11. Hukuk Dairesi 2014/2258 E. , 2014/20302 K.
"İçtihat Metni"MAHKEMESİ :ASLİYE HUKUK MAHKEMESİ
Taraflar arasında görülen davada ... Asliye Hukuk Mahkemesi’nce verilen 29/03/2012 gün ve 2007/193-2012/99 sayılı kararı onayan Daire’nin 04/11/2013 gün ve 2013/1415-2013/19601 sayılı kararı aleyhinde davacı vekili tarafından karar düzeltilmesi isteğinde bulunulmuş ve karar düzeltme dilekçesinin süresi içinde verildiği anlaşılmış olmakla, dosya için düzenlenen rapor dinlenildikten ve yine dosya içerisindeki dilekçe, layihalar, duruşma tutanakları ve tüm belgeler okunup, incelendikten sonra gereği görüşülüp düşünüldü:
Davacı vekili, müvekkilinin davalı şirketin ortağı olduğunu, pay durumunun sorulması amacı ile çekilen ihtara verilen cevapta ortak olmadığının bildirildiğini, yapılan tespitte şirket kayıtlarında hisselerin başka şahıslara devredildiğinin belirlendiğini, hisse devir belgelerinde müvekkilinin imzalarının bulunmadığını, devrin de sözkonusu olmadığını belirterek, şirket payından doğan 21.286 Euro alacağın 23.08.2001 tarihinden itibaren işleyecek faizi ile birlikte davalılardan tahsiline karar verilmesini talep ve dava etmiştir.
Davalı vekili, davacının rızası ile hisselerini devrettiğini, Yönetim Kurulu Üyelerinin sorumluluğunun kusur sorumluluğu olduğunu, birleşen davanın T.T.K’nun 340. maddesi yollaması ile 309/4. maddesi uyarınca zamanaşımına uğradığını savunarak, davanın reddine karar verilmesini istemiştir.

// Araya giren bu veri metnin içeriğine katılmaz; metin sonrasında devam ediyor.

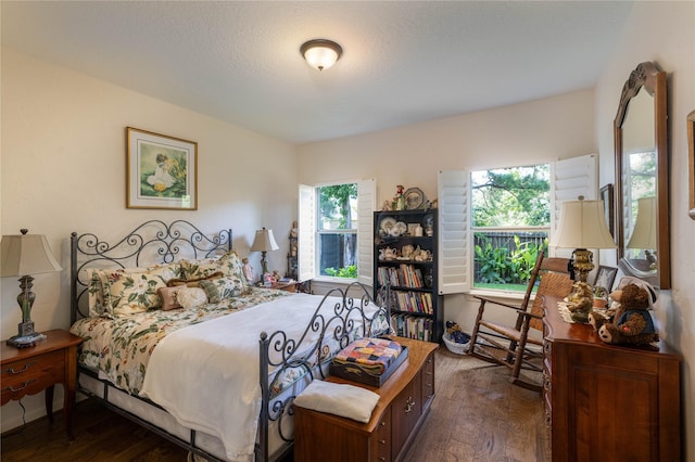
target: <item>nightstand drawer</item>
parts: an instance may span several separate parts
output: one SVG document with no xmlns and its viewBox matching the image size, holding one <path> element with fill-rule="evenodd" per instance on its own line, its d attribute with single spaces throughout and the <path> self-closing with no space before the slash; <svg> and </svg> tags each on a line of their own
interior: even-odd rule
<svg viewBox="0 0 695 462">
<path fill-rule="evenodd" d="M 2 365 L 2 405 L 65 380 L 65 352 L 52 351 Z"/>
</svg>

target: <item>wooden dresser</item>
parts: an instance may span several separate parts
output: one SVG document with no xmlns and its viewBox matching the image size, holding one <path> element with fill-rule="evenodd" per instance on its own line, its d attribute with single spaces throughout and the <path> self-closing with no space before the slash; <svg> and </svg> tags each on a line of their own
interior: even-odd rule
<svg viewBox="0 0 695 462">
<path fill-rule="evenodd" d="M 679 355 L 607 345 L 546 297 L 543 398 L 553 461 L 680 461 Z"/>
<path fill-rule="evenodd" d="M 294 408 L 294 460 L 397 461 L 427 416 L 434 397 L 438 345 L 392 337 L 408 347 L 408 358 L 379 388 L 330 376 L 329 382 L 362 386 L 380 395 L 371 420 L 363 424 L 332 414 Z"/>
</svg>

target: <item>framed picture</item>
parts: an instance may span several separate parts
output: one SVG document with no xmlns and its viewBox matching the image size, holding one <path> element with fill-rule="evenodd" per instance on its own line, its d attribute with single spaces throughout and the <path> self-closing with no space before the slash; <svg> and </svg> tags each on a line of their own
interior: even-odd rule
<svg viewBox="0 0 695 462">
<path fill-rule="evenodd" d="M 599 266 L 594 280 L 594 287 L 604 287 L 610 292 L 612 283 L 616 281 L 616 274 L 618 274 L 618 268 Z"/>
<path fill-rule="evenodd" d="M 126 207 L 198 209 L 198 143 L 126 128 Z"/>
<path fill-rule="evenodd" d="M 687 176 L 690 178 L 690 208 L 687 215 L 695 220 L 695 111 L 687 115 Z"/>
<path fill-rule="evenodd" d="M 604 215 L 606 216 L 606 223 L 608 224 L 608 231 L 616 239 L 616 217 L 614 211 L 614 198 L 612 198 L 612 183 L 608 183 L 601 189 L 601 200 L 604 202 Z"/>
</svg>

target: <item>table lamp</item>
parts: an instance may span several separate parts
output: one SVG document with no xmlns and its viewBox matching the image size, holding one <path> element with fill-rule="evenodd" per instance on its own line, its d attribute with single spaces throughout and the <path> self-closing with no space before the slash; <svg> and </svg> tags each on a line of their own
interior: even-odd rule
<svg viewBox="0 0 695 462">
<path fill-rule="evenodd" d="M 21 232 L 20 235 L 2 236 L 0 275 L 2 278 L 21 277 L 20 288 L 22 292 L 17 296 L 17 303 L 22 309 L 22 322 L 18 324 L 17 335 L 8 339 L 7 343 L 17 348 L 26 348 L 46 338 L 46 335 L 34 331 L 31 306 L 36 295 L 31 292 L 34 278 L 29 274 L 61 271 L 62 268 L 53 258 L 48 240 L 43 234 L 27 234 L 28 230 L 26 229 Z"/>
<path fill-rule="evenodd" d="M 263 228 L 256 231 L 253 244 L 251 245 L 251 252 L 261 252 L 261 267 L 263 269 L 263 274 L 268 272 L 268 262 L 265 259 L 266 252 L 277 251 L 278 248 L 280 247 L 278 246 L 278 243 L 275 242 L 273 230 L 266 230 Z"/>
<path fill-rule="evenodd" d="M 593 253 L 590 248 L 616 248 L 606 223 L 604 202 L 585 201 L 581 195 L 578 201 L 564 202 L 551 245 L 574 248 L 570 259 L 570 272 L 577 270 L 579 281 L 574 282 L 573 292 L 568 299 L 571 301 L 572 319 L 577 322 L 587 322 L 589 312 L 594 305 L 593 288 L 586 282 L 589 273 L 594 269 Z"/>
</svg>

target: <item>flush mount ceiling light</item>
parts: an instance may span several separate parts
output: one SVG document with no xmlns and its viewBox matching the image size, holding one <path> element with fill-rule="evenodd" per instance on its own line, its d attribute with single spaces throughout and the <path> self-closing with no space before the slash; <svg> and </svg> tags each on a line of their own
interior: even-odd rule
<svg viewBox="0 0 695 462">
<path fill-rule="evenodd" d="M 336 64 L 343 49 L 332 40 L 316 39 L 303 43 L 300 52 L 312 67 L 324 70 Z"/>
</svg>

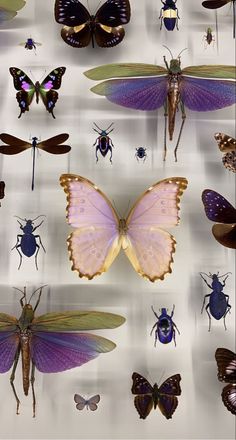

Mahkemece bozma ilamına uyularak yapılan yargılama sonunda, birleşik davanın TTK"nun 309. maddesinde öngörülen iki yıllık süre içerisinde açılmadığı gerekçesiyle birleşik davanın zamanaşımı nedeni ile reddine, dava devam ederken davalı şirketin davacıyı yeniden davalı şirketin ortağı yaparak 7070 no’lu ortak olarak pay defterinin 7160 no’lu sayfasına kaydettiği, davacının nominal değeri 5 TL olan 200 adet hissesinin bulunduğu, bu hisseler davacı adına kayıtlı olduğundan davacının bunları fiziken elden teslim alma olanağı bulunmadığı, davacının devir işlemlerinden önce davalı şirkette 200 hissesi bulunduğu ve davacının aynı hisselerle davalı şirketin ortağı yapıldığı, bu nedenle davanın davanın konusunun kalmadığı gerekçesiyle karar verilmesine yer olmadığına, davalı şirketin davanın açılmasına sebebiyet vermesi nedeniyle masraf ve ücreti vekalet ile sorumlu tutulmasına dair verilen kararın taraf vekillerince temyiz edilmesi üzerine karar Dairemizin 04.11.2013 günlü ilamıyla onanmıştır.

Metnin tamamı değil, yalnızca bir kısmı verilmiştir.